FDA Approved Drugs and User Comments: MESTINON

User Comments:


For Myasthenia Gravis “Medicine works well . I do experience muscle cramps, stomach aches and muscle twitching at times. Blurred vision occasionally. Over all. Satisfied with results.”

John Va. (taken for 6 months to 1 year) July 22, 2017


For Myasthenia Gravis “Thymus tumor caused Myasthenia Gravis. Tumor was removed (thymectomy) but still have severe muscle problems, treated with pyridostigmine 60mgx5 and 5 mg prednisone x2. Which gives me about a 1-2 hour window of better muscle control per dosage. Often times causes severe cramping in neck, head, face, hands, legs.., I take magnesium to relax the muscle cramping. Also have less control of bowels and urinary. Not sure if meds help or hinder in that area. Food has less taste too.”

EdwinaJW (taken for 6 months to 1 year) June 21, 2017


For Dysautonomia “I started on 30mg 2x/daily. I had initial loose stools, but have gone back to constipation. I didn’t get much relief from my tachycardia, and also noticed an increase in body twitches (not tremors). I’m now trying 60mg 2x/daily and I still have the increase in twitches and most notably, headaches (worse than the normal every day ones), and breathing issues (I already have asthma and laryngospams). Not sure any benefit is worth these side effects, but it’s only been a couple of days, so I’ll give it a little more time.”

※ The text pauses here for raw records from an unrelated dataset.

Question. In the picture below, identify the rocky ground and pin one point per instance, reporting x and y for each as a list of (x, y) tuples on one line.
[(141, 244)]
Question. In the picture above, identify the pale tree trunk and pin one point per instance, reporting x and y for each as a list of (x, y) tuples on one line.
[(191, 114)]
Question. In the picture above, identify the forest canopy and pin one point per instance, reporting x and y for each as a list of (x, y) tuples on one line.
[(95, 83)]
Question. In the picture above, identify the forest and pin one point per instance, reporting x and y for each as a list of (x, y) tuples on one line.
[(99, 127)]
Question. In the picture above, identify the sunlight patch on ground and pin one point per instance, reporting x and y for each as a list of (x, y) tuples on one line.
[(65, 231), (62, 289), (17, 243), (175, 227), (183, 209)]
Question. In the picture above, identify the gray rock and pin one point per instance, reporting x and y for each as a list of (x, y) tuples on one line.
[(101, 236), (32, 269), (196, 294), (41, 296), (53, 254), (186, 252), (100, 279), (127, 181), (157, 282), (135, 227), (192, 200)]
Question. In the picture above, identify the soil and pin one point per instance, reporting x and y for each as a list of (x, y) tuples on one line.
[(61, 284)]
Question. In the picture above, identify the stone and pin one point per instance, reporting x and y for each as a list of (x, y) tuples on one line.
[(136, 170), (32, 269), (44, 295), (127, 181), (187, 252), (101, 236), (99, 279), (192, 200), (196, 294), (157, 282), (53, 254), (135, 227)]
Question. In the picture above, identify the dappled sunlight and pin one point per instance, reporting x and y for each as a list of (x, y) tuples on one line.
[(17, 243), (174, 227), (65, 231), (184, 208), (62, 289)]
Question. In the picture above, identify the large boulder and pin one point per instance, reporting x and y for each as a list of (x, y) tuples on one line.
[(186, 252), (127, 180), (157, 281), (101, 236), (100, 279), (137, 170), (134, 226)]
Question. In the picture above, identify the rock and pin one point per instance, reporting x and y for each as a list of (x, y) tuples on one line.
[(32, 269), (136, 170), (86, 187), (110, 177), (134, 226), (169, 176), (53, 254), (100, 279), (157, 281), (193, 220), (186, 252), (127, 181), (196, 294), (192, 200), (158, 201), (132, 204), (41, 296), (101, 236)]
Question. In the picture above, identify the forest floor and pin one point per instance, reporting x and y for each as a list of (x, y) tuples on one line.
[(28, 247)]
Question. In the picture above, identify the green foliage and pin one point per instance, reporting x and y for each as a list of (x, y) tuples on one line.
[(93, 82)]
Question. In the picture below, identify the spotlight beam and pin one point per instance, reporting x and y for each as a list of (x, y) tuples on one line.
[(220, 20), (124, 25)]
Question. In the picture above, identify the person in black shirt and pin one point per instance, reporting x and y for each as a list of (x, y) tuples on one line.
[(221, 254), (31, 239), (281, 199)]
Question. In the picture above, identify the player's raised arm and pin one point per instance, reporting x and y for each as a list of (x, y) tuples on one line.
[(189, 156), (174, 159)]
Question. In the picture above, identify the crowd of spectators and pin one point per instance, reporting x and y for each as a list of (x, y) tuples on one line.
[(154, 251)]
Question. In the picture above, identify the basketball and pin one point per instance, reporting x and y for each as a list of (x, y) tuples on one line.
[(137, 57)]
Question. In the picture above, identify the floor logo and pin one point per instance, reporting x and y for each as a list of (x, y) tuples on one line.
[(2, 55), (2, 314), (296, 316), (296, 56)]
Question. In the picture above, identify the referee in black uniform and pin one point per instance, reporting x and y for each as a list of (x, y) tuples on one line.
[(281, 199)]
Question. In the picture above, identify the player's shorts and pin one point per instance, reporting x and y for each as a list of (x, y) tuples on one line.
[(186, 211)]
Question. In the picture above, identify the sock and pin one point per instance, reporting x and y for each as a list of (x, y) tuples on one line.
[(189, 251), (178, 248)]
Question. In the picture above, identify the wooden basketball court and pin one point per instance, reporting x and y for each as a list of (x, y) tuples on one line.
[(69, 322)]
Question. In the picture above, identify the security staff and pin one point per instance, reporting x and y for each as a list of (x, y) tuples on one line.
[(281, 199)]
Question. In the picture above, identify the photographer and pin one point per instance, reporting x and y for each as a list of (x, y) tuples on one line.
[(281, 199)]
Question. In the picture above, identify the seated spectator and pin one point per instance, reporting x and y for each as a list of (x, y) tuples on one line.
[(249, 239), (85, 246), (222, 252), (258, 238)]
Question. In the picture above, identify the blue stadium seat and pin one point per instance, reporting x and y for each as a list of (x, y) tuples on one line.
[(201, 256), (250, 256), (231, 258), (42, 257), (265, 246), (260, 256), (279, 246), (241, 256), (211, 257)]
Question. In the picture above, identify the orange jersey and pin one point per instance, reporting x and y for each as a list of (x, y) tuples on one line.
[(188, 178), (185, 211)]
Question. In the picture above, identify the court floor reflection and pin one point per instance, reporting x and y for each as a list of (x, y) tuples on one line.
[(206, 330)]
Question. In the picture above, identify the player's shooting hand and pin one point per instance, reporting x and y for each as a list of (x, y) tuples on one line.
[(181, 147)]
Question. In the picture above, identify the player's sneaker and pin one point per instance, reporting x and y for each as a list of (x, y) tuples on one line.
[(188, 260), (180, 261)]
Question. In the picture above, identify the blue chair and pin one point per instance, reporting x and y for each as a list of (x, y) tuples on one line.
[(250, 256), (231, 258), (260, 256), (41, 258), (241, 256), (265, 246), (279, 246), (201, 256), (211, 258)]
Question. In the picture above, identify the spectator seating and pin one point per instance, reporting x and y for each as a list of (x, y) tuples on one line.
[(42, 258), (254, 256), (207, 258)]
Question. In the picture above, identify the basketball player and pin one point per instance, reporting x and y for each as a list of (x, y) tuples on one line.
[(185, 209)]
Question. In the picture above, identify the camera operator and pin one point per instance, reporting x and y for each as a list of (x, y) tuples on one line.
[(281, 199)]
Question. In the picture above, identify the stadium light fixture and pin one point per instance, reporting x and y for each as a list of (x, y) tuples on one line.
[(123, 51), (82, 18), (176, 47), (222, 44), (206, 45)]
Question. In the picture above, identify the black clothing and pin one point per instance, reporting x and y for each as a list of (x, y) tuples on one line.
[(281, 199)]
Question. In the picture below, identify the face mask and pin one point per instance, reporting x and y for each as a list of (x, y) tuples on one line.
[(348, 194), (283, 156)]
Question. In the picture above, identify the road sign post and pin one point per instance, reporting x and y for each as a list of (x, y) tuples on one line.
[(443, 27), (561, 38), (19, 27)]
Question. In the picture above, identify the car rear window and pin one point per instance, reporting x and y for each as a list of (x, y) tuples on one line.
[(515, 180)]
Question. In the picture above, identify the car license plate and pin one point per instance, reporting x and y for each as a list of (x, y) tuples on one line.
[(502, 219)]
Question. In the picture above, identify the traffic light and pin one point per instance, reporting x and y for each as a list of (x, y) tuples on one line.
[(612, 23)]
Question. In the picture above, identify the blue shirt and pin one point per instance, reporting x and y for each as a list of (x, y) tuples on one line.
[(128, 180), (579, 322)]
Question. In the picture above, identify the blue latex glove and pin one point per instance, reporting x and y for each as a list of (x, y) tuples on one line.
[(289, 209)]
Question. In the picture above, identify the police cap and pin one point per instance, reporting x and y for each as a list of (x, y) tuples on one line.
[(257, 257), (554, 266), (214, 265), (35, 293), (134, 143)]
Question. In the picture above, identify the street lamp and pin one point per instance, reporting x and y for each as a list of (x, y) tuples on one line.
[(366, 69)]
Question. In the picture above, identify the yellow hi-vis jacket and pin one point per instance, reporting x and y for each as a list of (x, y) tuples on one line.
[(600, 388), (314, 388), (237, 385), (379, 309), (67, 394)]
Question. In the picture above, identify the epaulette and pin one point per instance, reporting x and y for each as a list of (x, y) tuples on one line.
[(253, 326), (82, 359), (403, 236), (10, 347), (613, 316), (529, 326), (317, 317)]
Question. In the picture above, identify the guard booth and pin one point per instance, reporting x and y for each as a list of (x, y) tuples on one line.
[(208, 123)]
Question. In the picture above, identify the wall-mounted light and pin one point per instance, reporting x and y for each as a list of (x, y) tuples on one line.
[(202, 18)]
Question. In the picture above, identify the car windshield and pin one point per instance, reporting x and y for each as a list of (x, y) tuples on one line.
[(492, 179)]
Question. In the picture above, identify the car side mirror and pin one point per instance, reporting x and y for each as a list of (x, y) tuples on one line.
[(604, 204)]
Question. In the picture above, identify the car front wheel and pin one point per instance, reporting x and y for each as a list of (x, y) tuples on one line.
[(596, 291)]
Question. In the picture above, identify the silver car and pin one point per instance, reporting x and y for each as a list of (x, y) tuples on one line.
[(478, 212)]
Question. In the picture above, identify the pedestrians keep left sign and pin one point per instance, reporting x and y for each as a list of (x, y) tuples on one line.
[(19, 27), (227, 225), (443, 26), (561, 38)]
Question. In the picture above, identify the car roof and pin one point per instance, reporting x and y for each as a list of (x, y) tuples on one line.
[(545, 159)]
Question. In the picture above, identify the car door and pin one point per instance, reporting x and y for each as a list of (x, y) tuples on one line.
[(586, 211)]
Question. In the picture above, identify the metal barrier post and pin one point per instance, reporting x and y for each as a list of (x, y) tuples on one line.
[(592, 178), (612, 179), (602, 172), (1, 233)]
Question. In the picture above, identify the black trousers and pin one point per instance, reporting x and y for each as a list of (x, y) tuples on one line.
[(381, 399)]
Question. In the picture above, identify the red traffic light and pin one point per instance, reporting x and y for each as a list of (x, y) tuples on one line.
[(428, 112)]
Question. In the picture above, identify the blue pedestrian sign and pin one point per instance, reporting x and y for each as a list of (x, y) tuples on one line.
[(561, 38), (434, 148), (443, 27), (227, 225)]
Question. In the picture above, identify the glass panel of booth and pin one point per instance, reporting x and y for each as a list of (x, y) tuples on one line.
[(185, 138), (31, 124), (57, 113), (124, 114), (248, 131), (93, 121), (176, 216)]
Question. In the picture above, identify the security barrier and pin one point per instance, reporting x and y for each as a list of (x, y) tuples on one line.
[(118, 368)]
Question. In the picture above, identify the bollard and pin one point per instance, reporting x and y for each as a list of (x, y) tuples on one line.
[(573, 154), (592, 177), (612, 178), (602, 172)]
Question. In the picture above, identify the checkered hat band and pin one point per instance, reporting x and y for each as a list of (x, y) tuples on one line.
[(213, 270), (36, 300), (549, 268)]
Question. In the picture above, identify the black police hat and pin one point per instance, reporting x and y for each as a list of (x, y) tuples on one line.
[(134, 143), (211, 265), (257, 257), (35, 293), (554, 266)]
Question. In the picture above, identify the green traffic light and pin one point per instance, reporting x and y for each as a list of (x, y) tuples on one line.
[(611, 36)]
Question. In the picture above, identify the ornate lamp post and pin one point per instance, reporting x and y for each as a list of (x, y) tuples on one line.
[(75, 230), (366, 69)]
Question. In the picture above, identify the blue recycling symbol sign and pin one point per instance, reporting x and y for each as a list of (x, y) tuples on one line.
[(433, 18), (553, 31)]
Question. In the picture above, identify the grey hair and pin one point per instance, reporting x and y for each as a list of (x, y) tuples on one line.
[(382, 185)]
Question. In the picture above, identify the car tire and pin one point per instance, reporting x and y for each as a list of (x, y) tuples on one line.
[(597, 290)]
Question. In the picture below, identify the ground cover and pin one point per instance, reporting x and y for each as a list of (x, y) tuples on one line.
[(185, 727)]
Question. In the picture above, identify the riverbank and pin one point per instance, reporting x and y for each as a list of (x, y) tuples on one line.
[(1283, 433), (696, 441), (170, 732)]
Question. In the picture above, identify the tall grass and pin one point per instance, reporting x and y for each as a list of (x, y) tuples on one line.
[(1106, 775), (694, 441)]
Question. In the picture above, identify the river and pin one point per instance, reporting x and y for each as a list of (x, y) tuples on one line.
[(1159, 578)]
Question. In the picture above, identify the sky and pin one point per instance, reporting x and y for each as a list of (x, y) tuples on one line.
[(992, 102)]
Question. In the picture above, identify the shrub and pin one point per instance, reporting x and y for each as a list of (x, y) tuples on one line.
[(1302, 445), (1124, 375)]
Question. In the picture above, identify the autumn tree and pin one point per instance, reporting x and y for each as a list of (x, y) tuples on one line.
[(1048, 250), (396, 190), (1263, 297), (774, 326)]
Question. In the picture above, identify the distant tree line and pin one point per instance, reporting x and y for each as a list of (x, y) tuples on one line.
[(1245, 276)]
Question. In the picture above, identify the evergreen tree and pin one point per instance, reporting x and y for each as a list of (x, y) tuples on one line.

POTSylady (taken for less than 1 month) February 17, 2017


For Myasthenia Gravis “I am a 44yr old male recently diagnosed with MG since Nov 2015. I take 90mg 4 times a day. My medication generally last 5hrs. My MG inolves slurred speech, difficulty swallowing, teary eyes, difficulty pushing food around with my tongue, a very weak bite. My medication usually kicks in after 45m-1hr. My speech improves although there is still a hint of a slur but much improved. Swallowing improves but still not confident. I always have water just in case. No diarrhea at all and only once I had severe cramps but that was while I was adjusting my dosage. Taking 2 60mg tablets will probably do that. Have vomited once but I function much better while on Mestinon.”

JJ71 January 25, 2016


For Myasthenia Gravis “I had lost the use of my arms and hands, couldn’t swallow nor chew….had double vision and often lost the ability for speech. Doctors believe it had progressed nearly 4 years before diagnosed. Within a couple of hours of starting the medication, functioning began to return. I take 3 60mg. tablets per day and am able to function quite well now.”

zenarcher (taken for 6 months to 1 year) October 11, 2015


For Dysautonomia “The good: less dizziness and blood pooling in legs due to POTS.The bad: I have all of the negative common side effects: I sweat horribly, I have a regular cough with mucous, I drool a lot and not just at night, I have frequent loose stool, my eyes are super blurry sometimes AND my tongue cramps so sometimes I sound like I’ve had a stroke or a severe speech impediment.Dose: 30-60 mg with dinner and 180 mg time span before bed. (I can’t handle the side effects during the day) I have been on this for over a year. I take this and accept the side effects because without it I would not be able to work due to my brand of POTS. The side effects aren’t consistent and my body metabolizes things differently every day.”

Super POTSY July 31, 2015

* The Content is not intended to be a substitute for professional medical advice, diagnosis, or treatment. Always seek the advice of your physician or other qualified health provider with any questions you may have regarding a medical condition.